Location
- 901 North Edgelawn Drive Aurora, (Kane County), Illinois 60506 United States 41°46′30″N 88°21′30″W﻿ / ﻿41.77500°N 88.35833°W

Information
- Type: Private, All-Female
- Motto: Veritas (Truth)
- Religious affiliations: Roman Catholic; Dominican Sisters
- Established: 1962
- School district: 129
- Authority: Dominican Sisters of Springfield. IL
- CEEB code: 140182
- Head of school: Ms. Amy McMahon
- Grades: 9–12
- Average class size: 17
- Classes offered: College Preparatory
- Colors: Royal Blue and White
- Slogan: Empower Achieve Succeed
- Athletics: 13 teams
- Athletics conference: Girls Catholic Athletic Conference
- Sports: Basketball, bowling, bass fishing,cheerleading, cross country, dance team, golf, lacrosse, soccer, softball, swimming and diving, tennis, track and field, volleyball
- Mascot: Royals
- Team name: Royals/Beads
- Accreditation: North Central Association of Colleges and Schools
- Newspaper: Veritas
- Yearbook: Exodus
- Tuition: $11,600 (2020–21)
- Athletic Director: John Rutter
- Director of Philanthropy & Alumnae: Vicki Danklefsen
- Director of Recruitment & Enrollment: Sara Caligiuri
- Director of Special Events & Volunteers: Becky Barr
- Website: www.rosaryhs.com

= Rosary High School (Aurora, Illinois) =

Private girls school in Aurora, Illinois, US

Rosary College Prep was established in 1962 by the Dominican Sisters of Springfield, Illinois, as a private, all-girls, college-preparatory, Roman Catholic, high school located in Aurora, Illinois. It is ranked as one of the top private schools in the state of Illinois as students achieve on average 5 points higher on the ACT and 43 points higher on the SAT. In addition, Rosary offers 22 various clubs and organizations and 13 sports teams. There is a very high participation rate where 82% of the student body plays in sports with an average GPA of 3.47. Because many of the sports teams reach sectional and state finals, 12 NCAA scholarships are awarded on average each year. Currently, one of Rosary's swimmers, Alexis Yager, has qualified for the Olympic Trials in 3 events. The Beads, Rosary's swim team, has won the Illinois state swim title 9 times (2006, 2007, 2008, 2009, 2015, 2016, 2017, 2023 and 2024). The Beads have also been runner-up for the title four times (2000, 2003, 2004 and 2014) and have placed third four times (1999, 2001, 2010 and 2011).

==Academics==
Rosary provides a rigorous college preparatory curriculum that teaches to the individual student. Graduation requirements: Rosary High School requires that each graduate complete 4 credits each in English and Theology, 3 credits in Mathematics, Science, and Social Science, 2 credits of a foreign language, 1 credit of physical education, 0.5 credits of Health, and 3.5 credits of electives. In foreign languages, Rosary offers classes in Spanish, Latin, and French. It is also one of the only high schools in the state to have a dedicated Student Success Center where students on a daily basis receive individualized tutoring. This ensures that students at all levels are able to be successful and excel through all subjects.

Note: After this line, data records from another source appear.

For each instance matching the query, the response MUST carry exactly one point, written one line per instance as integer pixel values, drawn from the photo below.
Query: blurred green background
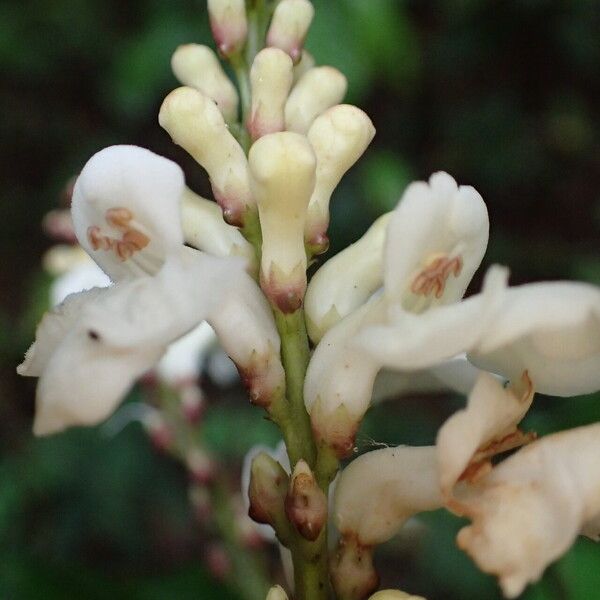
(505, 95)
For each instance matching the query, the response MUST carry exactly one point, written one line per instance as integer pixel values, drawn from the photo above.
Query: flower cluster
(391, 305)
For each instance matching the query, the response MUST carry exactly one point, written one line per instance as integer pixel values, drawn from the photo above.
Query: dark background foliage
(505, 95)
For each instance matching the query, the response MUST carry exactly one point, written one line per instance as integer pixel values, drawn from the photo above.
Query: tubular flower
(283, 178)
(317, 90)
(528, 511)
(339, 137)
(271, 79)
(289, 26)
(196, 124)
(198, 67)
(91, 348)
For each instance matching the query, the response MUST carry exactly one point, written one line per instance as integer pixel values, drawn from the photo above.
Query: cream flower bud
(205, 229)
(338, 137)
(271, 78)
(529, 510)
(283, 178)
(196, 124)
(316, 91)
(394, 595)
(380, 490)
(346, 281)
(277, 593)
(305, 503)
(197, 66)
(228, 24)
(289, 26)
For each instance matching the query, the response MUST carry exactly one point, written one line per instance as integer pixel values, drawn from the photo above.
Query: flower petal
(552, 330)
(436, 240)
(531, 507)
(380, 490)
(126, 210)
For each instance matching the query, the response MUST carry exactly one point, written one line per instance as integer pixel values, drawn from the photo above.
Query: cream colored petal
(530, 509)
(197, 66)
(316, 91)
(552, 330)
(126, 210)
(380, 490)
(488, 425)
(196, 124)
(346, 281)
(436, 240)
(205, 229)
(417, 341)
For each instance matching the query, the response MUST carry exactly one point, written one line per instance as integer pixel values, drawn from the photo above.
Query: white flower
(197, 66)
(92, 347)
(528, 511)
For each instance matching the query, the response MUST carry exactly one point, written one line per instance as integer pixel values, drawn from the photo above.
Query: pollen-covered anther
(132, 240)
(432, 279)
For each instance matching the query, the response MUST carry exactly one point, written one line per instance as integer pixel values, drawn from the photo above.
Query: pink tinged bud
(198, 67)
(228, 24)
(271, 80)
(339, 137)
(200, 466)
(218, 561)
(196, 124)
(305, 503)
(289, 26)
(316, 91)
(282, 167)
(352, 572)
(267, 490)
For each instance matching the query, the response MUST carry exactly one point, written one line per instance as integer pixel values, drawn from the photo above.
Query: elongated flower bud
(271, 80)
(338, 137)
(289, 26)
(317, 90)
(228, 24)
(306, 504)
(267, 491)
(196, 124)
(346, 281)
(283, 178)
(205, 229)
(197, 66)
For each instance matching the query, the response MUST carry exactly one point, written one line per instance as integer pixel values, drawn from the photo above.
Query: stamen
(433, 277)
(131, 241)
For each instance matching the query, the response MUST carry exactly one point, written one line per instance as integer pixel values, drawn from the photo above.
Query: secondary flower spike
(339, 137)
(196, 124)
(316, 91)
(283, 178)
(271, 80)
(228, 24)
(289, 26)
(197, 66)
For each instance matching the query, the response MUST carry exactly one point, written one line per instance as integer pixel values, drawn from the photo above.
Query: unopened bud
(394, 595)
(352, 572)
(316, 91)
(289, 26)
(346, 281)
(283, 178)
(305, 503)
(196, 124)
(277, 593)
(197, 66)
(205, 229)
(339, 137)
(200, 466)
(267, 491)
(271, 80)
(228, 24)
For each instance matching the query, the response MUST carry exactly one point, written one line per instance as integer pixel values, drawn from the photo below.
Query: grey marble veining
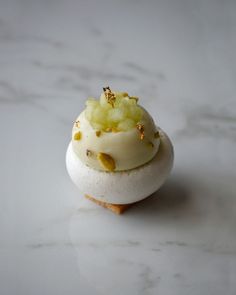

As a college preparatory school, 100% of students attend college post-graduation. Rosary High School is an exceptional investment and value because students can earn up to 28 hours of college credit through dual-credit courses offered via Waubonsee Community College on Rosary's campus. This saves parents approximately over $200,000 in college tuition each semester. In addition, graduates earn approximately $16 million in scholarships for college each year.

Rosary High School maintains a relationship with Marmion Academy, its brother school. There are many joint activities and social clubs between the two schools, though mostly musical groups such as the theatre programs and the marching band.

Students are required to complete a total of 30 service hours per year.